The application relates to a ruling of the North Gauteng High Court in Pretoria which found that the Act was constitutionally invalid because, the court said, “it requires someone found guilty of inciting others to commit a crime to be punished with the same severity as the person who actually committed the crime”.
Tembeka Ngcukaitobi, on behalf of the EFF and Malema as the applicants, also argued this on Tuesday, saying Section 18(2)(d) of the Riot Act “punishes the inciter of a crime with the same sanction as the perpetrator of the incited crime”.
In 2014 and 2016, Malema called on people to occupy vacant land. The National Prosecuting Authority (NPA) instituted charges against Malema under the same section of the Act.
The EFF and Malema then approached the high court to set aside the NPA’s decision to prosecute Malema. They also sought to declare the section of the Act unconstitutional and to re-interpret the Trespass Act to mean that it is no longer a crime.
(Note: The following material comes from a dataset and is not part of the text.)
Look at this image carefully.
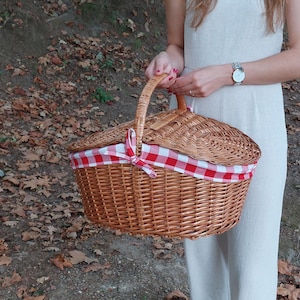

Ngcukaitobi further argued on Tuesday that the section criminalised free expression, protected in Section 16 of the constitution.
One of the reasons for this, he said, was because when the Act was passed, it was done to “silence those who dared speak against apartheid”.
Ngcukaitobi explained that a year before the Act was passed, 3,000 South Africans gathered to write the Freedom Charter and in response to this, the Riotous Assemblies Act was passed.
He argued that it was founded on the outdated ideals of apartheid.
“We submit that in its character, in its history and in its use, the Riotous Assemblies Act was designed as an instrument of a different society which was founded on racial oppression.”
He said the Act was used for political gain to suppress people speaking out against apartheid, adding that this is seemingly happening today.
“The constitution’s promise of free speech is, at its core, a right to say what the ruling party may find uncomfortable and unsettling,” the applicants said in court papers.
“Speech about land ownership and how to solve landlessness is heartland political speech. The government may find the EFF’s views and policies on land inconvenient…. But those without land – those left without a voice because of the racist laws of the past – have a right to be heard.”
Ngcukaitobi said the section of the Riot Act was out of place in South Africa’s new Constitution.
Arguments also concerned the proper interpretation of the Trespass Act. The applicants argued that a correct interpretation of this Act would be one which excluded unlawful occupiers in the terms of the Prevention and Unlawful Occupation of Land Act.
The respondents, the Minister of Justice and Constitutional Development and the NPA, both believe the Riotous Assemblies Act is not unconstitutional and do not support the High Court’s ruling.